Thanks to an old timekeeping watch, they somehow swap bodies and timeframes. Cat Feeney lives in Sydney, 2021, getting up early every morning for squad training, even though she’s not as committed as she should be. Fanny Durack is from the Sydney of 1908 – she lives over a pub with her parents and eight siblings and regularly escapes the chores of skinning rabbits and washing bedlinen by hand to swim instead. They spoke of their different approaches – Emily’s organised approach versus Nova’s wing-it ways – and their research trip to Sydney, which involved swimming in Wylie’s Baths.Įlsewhere Girls is the story of two swimmers living in different times. She told us it was a publisher’s dream to have writers of Emily and Nova’s talent approach her with a ‘thing’ they’d written, wondering whether Text would be interested.Įmily and Nova gave us a glimpse into their collaborative writing process with the way they laughed and chatted together. Jane Pearson from Text Publishing introduced the writers.
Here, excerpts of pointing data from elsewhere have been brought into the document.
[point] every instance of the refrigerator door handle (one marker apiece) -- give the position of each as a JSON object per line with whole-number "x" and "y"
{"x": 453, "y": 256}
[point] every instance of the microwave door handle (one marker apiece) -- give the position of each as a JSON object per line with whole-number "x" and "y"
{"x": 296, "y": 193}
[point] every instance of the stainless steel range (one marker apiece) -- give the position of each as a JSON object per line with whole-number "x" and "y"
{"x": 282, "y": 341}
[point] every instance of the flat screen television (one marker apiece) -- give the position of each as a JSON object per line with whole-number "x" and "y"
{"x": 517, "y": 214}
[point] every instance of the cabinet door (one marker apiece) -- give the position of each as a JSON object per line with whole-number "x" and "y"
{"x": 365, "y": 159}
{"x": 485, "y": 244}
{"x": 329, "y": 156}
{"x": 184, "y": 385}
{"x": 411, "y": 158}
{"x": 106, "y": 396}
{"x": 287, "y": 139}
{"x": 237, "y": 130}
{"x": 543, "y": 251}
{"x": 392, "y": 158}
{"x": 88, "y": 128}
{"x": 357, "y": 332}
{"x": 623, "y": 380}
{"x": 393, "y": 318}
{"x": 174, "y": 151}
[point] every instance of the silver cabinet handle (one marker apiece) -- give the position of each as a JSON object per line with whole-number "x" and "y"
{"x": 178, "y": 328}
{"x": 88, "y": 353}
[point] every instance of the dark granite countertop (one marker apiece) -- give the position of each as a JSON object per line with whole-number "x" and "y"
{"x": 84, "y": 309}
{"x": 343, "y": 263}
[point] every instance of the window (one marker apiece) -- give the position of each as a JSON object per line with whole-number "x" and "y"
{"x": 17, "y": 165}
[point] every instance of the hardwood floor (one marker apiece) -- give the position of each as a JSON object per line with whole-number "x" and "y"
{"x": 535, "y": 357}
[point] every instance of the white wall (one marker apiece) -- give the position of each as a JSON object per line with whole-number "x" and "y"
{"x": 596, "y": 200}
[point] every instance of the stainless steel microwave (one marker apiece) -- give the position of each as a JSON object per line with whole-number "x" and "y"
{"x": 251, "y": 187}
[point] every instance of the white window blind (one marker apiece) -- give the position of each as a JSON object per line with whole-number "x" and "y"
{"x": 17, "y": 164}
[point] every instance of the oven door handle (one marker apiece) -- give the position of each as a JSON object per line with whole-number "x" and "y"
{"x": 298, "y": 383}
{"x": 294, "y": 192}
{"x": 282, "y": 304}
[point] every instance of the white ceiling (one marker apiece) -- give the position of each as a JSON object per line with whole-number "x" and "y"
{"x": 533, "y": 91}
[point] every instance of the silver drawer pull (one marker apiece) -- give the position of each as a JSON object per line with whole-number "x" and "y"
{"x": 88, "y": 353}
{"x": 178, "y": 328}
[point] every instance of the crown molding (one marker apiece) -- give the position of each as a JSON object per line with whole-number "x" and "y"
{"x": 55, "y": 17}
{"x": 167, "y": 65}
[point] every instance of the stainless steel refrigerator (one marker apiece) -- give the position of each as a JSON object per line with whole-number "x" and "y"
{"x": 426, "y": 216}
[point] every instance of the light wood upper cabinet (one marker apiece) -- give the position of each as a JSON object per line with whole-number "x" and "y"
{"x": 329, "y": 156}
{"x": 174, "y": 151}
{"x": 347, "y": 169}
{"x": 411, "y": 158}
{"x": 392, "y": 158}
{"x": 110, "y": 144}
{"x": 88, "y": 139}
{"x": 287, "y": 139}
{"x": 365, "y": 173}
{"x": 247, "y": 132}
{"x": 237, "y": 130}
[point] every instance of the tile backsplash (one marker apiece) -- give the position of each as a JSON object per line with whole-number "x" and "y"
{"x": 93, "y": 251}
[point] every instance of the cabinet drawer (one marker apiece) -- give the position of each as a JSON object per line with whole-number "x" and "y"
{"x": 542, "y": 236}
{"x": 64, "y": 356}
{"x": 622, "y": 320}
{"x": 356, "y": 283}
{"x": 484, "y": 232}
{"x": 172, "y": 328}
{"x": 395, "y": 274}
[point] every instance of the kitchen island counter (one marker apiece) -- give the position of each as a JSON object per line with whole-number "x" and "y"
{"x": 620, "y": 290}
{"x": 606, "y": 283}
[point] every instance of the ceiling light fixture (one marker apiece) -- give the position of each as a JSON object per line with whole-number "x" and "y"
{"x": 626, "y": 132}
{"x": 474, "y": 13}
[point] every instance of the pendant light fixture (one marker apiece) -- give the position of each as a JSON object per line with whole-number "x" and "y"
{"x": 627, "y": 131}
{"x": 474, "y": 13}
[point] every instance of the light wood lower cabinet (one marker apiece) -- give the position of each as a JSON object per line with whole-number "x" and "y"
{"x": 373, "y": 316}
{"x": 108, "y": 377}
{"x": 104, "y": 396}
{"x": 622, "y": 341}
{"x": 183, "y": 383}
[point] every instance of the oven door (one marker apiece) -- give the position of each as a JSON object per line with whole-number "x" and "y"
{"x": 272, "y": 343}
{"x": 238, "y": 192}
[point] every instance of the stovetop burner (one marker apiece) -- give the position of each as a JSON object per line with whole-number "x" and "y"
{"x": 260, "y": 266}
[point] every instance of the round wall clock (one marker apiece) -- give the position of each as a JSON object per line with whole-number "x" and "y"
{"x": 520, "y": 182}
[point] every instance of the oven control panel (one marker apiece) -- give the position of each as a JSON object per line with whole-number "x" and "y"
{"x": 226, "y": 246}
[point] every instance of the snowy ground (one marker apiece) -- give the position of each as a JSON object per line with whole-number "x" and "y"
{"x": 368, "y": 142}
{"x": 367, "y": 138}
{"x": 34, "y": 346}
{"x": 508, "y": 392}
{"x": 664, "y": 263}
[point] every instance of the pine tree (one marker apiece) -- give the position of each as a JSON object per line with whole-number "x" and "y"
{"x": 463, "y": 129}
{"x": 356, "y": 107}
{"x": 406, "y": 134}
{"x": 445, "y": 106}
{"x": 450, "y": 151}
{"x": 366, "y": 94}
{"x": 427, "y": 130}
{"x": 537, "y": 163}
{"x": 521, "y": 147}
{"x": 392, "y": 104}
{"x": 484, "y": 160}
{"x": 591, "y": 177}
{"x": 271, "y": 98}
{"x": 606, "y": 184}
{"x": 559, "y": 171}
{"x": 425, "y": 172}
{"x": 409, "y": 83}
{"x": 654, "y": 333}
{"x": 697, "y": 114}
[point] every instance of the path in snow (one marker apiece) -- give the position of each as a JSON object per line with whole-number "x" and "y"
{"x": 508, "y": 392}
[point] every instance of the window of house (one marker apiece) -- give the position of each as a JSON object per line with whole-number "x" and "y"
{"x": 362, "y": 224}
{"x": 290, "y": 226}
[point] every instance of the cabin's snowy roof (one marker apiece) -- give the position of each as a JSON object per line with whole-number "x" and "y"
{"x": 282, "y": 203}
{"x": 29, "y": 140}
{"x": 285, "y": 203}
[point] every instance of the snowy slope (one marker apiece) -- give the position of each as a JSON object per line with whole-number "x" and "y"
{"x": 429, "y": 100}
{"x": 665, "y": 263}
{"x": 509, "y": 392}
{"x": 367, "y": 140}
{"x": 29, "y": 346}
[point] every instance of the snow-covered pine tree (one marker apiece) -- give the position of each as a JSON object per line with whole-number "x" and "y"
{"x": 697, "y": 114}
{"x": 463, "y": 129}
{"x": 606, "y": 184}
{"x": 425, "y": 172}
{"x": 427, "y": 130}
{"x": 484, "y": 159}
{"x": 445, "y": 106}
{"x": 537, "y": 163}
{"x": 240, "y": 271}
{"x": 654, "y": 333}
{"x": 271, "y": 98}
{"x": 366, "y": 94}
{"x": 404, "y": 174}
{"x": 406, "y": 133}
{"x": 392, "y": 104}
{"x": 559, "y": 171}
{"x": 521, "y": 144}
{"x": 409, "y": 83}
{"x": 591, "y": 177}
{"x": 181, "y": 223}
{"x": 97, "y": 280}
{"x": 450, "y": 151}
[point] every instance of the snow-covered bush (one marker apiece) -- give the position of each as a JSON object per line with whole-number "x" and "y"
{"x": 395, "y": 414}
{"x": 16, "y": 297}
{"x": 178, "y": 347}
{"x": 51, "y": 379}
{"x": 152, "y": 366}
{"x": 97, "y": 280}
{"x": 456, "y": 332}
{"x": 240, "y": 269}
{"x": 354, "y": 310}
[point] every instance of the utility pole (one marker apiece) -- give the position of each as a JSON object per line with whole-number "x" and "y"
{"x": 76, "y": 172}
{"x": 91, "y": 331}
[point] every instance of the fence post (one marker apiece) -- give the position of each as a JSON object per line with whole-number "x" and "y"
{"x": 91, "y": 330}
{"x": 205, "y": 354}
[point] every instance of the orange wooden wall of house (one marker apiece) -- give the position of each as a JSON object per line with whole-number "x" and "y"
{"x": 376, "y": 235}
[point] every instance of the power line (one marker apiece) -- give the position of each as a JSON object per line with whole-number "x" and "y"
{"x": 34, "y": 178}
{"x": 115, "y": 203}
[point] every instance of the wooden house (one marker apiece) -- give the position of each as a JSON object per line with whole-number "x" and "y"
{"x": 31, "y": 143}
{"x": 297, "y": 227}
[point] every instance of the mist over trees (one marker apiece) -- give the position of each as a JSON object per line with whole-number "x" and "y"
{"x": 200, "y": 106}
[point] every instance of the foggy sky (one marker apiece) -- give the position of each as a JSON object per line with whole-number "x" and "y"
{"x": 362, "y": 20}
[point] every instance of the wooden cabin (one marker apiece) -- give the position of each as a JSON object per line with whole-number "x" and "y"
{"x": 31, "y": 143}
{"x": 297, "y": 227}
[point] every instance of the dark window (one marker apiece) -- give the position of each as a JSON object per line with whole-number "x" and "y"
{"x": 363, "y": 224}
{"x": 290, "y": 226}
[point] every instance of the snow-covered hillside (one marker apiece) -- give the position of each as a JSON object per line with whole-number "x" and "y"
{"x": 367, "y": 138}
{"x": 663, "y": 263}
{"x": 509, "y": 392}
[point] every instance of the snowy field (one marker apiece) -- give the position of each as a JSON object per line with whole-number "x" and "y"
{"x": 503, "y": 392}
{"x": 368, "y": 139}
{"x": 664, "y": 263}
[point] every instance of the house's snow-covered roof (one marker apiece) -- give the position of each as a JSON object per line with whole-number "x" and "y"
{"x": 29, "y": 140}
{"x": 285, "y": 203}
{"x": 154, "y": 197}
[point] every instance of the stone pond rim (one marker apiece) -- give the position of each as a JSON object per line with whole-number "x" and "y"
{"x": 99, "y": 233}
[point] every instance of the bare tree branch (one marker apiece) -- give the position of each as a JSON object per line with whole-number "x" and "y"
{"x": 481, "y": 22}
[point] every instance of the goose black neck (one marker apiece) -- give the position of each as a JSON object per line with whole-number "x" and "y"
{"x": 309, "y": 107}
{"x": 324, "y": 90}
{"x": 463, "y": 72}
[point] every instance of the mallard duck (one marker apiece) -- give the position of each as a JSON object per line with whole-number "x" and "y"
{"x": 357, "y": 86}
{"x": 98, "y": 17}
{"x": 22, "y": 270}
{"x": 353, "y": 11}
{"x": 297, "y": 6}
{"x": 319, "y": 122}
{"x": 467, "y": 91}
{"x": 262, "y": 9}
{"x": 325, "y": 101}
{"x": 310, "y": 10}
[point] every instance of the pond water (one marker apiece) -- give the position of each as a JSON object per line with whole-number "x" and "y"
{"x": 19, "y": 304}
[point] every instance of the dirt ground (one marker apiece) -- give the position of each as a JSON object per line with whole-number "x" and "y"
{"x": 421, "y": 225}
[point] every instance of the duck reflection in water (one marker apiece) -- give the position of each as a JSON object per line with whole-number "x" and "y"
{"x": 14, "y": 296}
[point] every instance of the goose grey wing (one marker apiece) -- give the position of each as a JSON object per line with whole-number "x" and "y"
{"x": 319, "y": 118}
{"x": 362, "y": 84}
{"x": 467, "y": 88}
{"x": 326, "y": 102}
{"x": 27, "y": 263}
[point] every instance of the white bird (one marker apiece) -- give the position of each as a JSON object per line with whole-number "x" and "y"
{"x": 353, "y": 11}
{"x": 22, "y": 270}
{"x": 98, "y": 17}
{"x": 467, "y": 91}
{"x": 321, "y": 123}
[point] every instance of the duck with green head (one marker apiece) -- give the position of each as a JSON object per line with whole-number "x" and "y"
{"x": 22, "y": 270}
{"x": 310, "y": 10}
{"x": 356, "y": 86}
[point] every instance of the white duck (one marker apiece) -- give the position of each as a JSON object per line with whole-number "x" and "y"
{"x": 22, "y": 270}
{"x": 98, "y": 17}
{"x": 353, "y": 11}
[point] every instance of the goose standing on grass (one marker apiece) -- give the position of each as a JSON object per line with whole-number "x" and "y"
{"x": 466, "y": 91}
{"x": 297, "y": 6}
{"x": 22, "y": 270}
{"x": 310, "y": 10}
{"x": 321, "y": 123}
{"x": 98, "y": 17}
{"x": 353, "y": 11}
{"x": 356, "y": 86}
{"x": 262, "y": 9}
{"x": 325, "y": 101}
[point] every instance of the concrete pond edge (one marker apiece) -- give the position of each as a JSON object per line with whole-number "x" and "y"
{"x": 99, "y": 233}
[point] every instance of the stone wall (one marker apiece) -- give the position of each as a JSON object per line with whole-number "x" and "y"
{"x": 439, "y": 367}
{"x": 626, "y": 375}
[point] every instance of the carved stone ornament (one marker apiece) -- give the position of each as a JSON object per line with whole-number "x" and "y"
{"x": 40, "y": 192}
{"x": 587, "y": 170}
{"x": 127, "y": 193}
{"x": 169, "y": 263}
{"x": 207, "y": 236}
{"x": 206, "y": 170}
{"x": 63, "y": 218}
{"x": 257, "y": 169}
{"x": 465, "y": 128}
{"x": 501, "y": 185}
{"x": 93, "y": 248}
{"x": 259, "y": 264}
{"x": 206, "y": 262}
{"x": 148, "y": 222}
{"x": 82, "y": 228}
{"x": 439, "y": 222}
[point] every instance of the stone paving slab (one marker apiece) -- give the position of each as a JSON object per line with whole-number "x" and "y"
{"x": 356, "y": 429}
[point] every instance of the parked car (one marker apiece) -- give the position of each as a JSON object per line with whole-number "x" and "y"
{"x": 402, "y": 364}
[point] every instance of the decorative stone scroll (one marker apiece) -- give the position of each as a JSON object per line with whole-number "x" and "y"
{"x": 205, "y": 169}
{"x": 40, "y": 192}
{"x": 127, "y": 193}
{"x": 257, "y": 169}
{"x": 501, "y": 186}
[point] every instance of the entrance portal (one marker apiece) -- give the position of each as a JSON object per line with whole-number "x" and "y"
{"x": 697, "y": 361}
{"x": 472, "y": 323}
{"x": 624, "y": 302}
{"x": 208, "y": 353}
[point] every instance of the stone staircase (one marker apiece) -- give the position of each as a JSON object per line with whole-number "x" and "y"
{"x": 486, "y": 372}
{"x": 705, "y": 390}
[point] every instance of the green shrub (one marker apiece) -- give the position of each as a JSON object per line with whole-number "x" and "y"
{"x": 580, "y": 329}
Their book was launched at Bargoonga Nganjin, North Fitzroy Library by Leesa Lambert from The Little Bookroom, with sparkling wine and cupcakes, beautifully decorated with images of the characters. Jacqui Davies is a freelance writer and reviewer based in South Australia.Last week, I went to the book launch for Elsewhere girls, a middle-grade novel by a pair of well-known Melbourne writers, Emily Gale and Nova Weetman. Elsewhere Girls is full of Gale and Weetman’s incisive charm and wit, and the pair’s existing middle-grade fans will happily devour this intimate, perceptive look at equality, class, women’s rights and what matters most.

As Fan grapples with mobile phones and revealing bathing suits, Cat is tasked with enduring 12-hour washing days and emptying chamber pots. It’s a pleasure to stumble along with moody Cat and affable Fan as, in alternating chapters, they attempt to reverse the ‘unwinding’ of time while making sense of their new surroundings and keeping the truth of their changed identities hidden. When a strange encounter with a silver stopwatch causes the girls to switch bodies, everything the girls have ever known about themselves, their families and swimming is turned upside down. In 1908, 16-year-old Fanny Durack (based on the Olympic champion of the same name) must fight for every opportunity just to train in a world where women are expected to stay at home and do housework. Thirteen-year-old Cat Feeney has earned a swimming scholarship at a fancy new school in Sydney, but she’s struggling to commit to the 5 am starts and endless training. Authors Emily Gale and Nova Weetman have teamed up to write this beautifully rendered time-slip narrative that delves into the personal and social struggles of young women past and present.